There’s a simple technical fix for the exam cheating that landed Ernst & Young with a $100 million fine from the Securities and Exchange Commission this week. But the problems exposed by this episode go deeper than poorly constructed online tests that were, ironically, designed to assess ethical awareness. The audit profession has an issue with fraud in its own backyard.

A significant number of EY US employees taking the ethics component of the Certified Public Accountant tests obtained the answers beforehand from 2017 to 2020, the SEC found. These were in the form of a key — say, B, D, A, C. The obvious way to prevent such cheating is by randomizing the order of the answer choices, or by giving each examinee different questions. The testers have finally caught up with this particular wheeze.

The more draconian response would be to scrap multiple-choice ethics tests altogether given good conduct should be common sense. That would be a step backwards. If such tests were so easy, people wouldn’t cheat.

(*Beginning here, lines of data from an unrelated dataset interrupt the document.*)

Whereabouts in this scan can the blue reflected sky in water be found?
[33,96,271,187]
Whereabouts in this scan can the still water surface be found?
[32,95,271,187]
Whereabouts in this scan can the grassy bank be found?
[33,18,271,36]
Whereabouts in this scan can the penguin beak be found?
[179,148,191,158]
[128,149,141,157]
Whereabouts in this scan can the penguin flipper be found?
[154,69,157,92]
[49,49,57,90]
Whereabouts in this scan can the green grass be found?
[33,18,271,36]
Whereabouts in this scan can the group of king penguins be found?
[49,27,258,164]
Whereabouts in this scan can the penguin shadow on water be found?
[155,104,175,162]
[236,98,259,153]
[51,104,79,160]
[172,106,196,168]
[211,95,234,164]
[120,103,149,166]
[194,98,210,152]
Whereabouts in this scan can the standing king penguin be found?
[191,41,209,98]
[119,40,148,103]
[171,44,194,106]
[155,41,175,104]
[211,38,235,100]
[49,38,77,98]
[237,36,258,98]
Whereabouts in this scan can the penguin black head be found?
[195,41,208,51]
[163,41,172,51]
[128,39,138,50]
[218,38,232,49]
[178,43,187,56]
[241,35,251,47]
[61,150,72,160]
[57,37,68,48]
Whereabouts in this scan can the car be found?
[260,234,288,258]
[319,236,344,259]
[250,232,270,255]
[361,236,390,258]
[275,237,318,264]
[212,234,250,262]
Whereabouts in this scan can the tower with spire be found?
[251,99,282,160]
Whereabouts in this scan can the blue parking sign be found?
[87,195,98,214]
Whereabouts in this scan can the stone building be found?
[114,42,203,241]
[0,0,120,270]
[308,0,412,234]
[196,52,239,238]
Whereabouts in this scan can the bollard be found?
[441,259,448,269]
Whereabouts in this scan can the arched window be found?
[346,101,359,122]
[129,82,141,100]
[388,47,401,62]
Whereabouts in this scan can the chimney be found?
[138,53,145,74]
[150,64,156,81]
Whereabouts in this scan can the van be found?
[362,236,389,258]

In any case, the challenges extend far beyond examination protocols whether in ethics or more practical aspects of accounting. Cheating by auditor is worryingly prevalent.

In February, a US accounting watchdog fined PricewaterhouseCoopers’s Canadian partnership $750,000 for weak controls that saw more than 1,200 employees participate in “improper answer sharing” in internal tests from at least 2016 to early 2020. Rival Big Four auditor KPMG paid a $50 million penalty in 2019 after the SEC found it had used stolen information to prepare for regulatory inspections, while some of its auditors “manipulated an internal server” to lower the pass mark in training exams.

And these cheating situations may simply be the ones we know about.

As so often in corporate scandals, the institutional response is typically as bad as the misconduct itself. Many EY employees knew what was going on and didn’t report it. EY suggested to supervisors it had no issues with cheating despite receiving information to the contrary and hindered the SEC’s probe, the agency said.

For its part, EY says its remedial actions have been “thorough, extensive and effective.” Still, there’s a cultural issue here that needs to be addressed, and this is where other firms can learn lessons too. Culture comes from the top and EY’s US partnership has new leadership taking over this week. That’s a start.

However, in very large firms such as the Big Four auditors, imposing an unified culture from on high isn’t easy. What counts is having the right governance structures to ensure the organization jumps on problems as soon as they materialize and deals with regulators openly.

EY’s US partnership has a small independent committee specifically responsible for advising on things that affect audit quality — including culture. If this was effective, the SEC wouldn’t be ordering the firm to hire two outside consultants to review its ethics policies and further review EY’s disclosure failures.

That imposition points to the value of audit partnerships having a deep bench of weighty non-executives who can function as a sort of internal regulator. Obviously, EY doesn’t answer to external shareholders, but it looks like it could learn something from public-company governance.

As EY considers separating its audit and consulting businesses, the episode is a reminder that the issues in the Big Four go beyond policing conflicts of interest between those two activities. While auditing is seen as less well-paid than other financial careers early on, it can still be lucrative — so the incentives to bend rules to climb higher are there.

If EY slims into a dedicated audit firm, it will have a chance to reset its culture. Even then, it won’t be as easy as A, B, C.